State Considers Prohibiting Privately Owned Prisons

[AUDIO] Washington lawmakers in virtual Olympia are rethinking the state’s use of private detention facilities. Dan Frizzell from the House Democratic Caucus has more.

ORTIZ-SELF: “There are currently 22 states that have banned contracts with private prisons. I want Washington state to be number 23.”

Unlike some states where private prisons are a big business, the they’ve never gained much of a foothold in Washington. And, if Representative Lillian Ortiz-Self has her way, they never will. The Mukilteo Democrat says the industry gets bad marks from human rights organizations and doesn’t save taxpayers money. Her House Bill 1090 would for all practical purposes seal the industry’s fate in Washington.

ORTIZ-SELF: “You know, there are some inherent basic needs that people are entitled to. Food. Water. Some sense of safety. And all of that is being compromised, and gets compromised, when your bottom dollar is to make a profit.”

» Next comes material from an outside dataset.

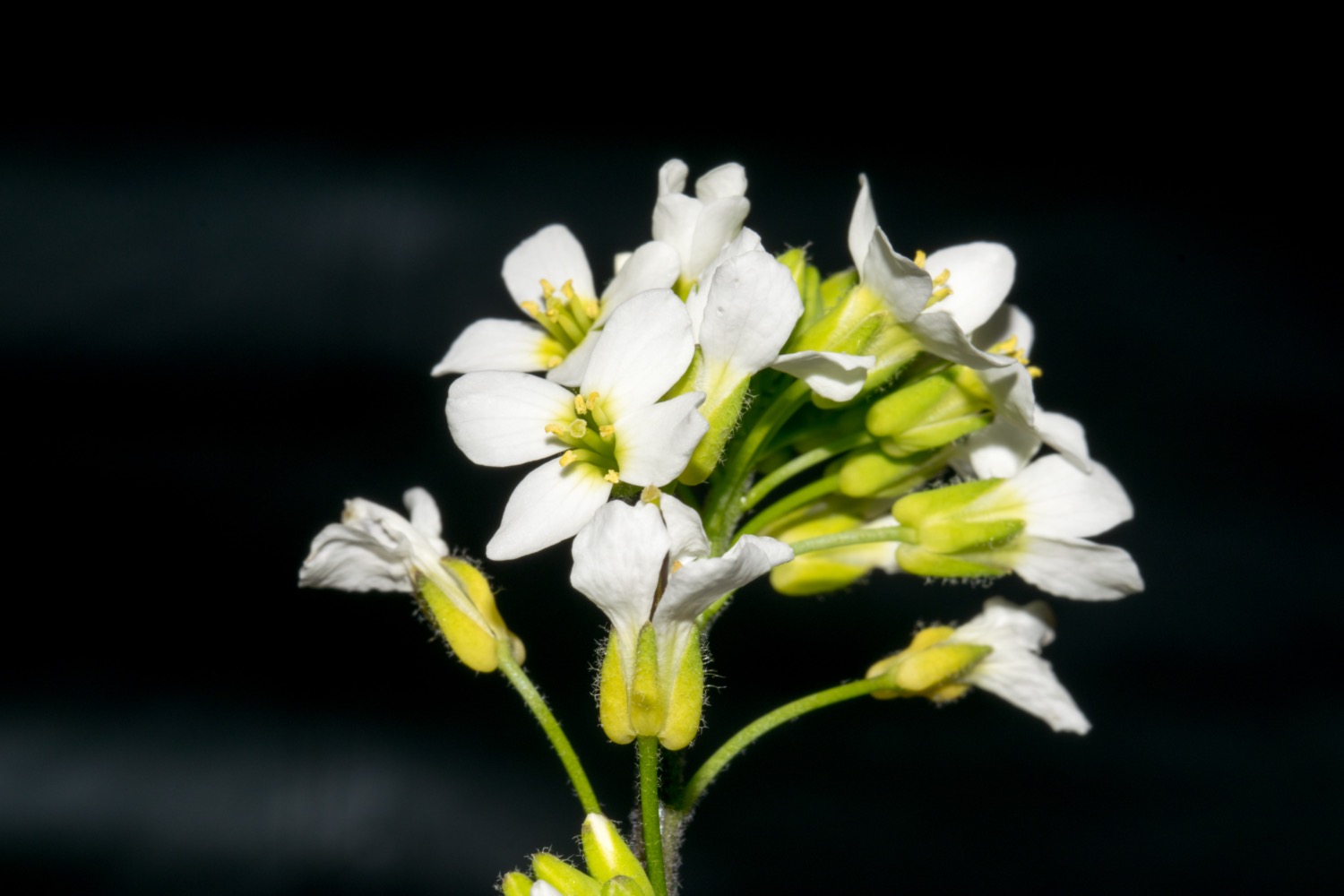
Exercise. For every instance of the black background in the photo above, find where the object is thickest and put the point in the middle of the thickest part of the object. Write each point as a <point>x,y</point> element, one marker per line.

There’s currently only one private jail in the state, the Northwest Detention Center in Tacoma. That controversial sixteen-hundred bed facility is owned by a corporation based in Boca Raton, Florida, and houses immigrants detained by ICE on the Tacoma tide flats. If Ortiz-Self’s bill becomes law, the center could remain in business until its current contract ran its course, but would be required to shut its doors for good at that time. In Olympia, I’m Dan Frizzell.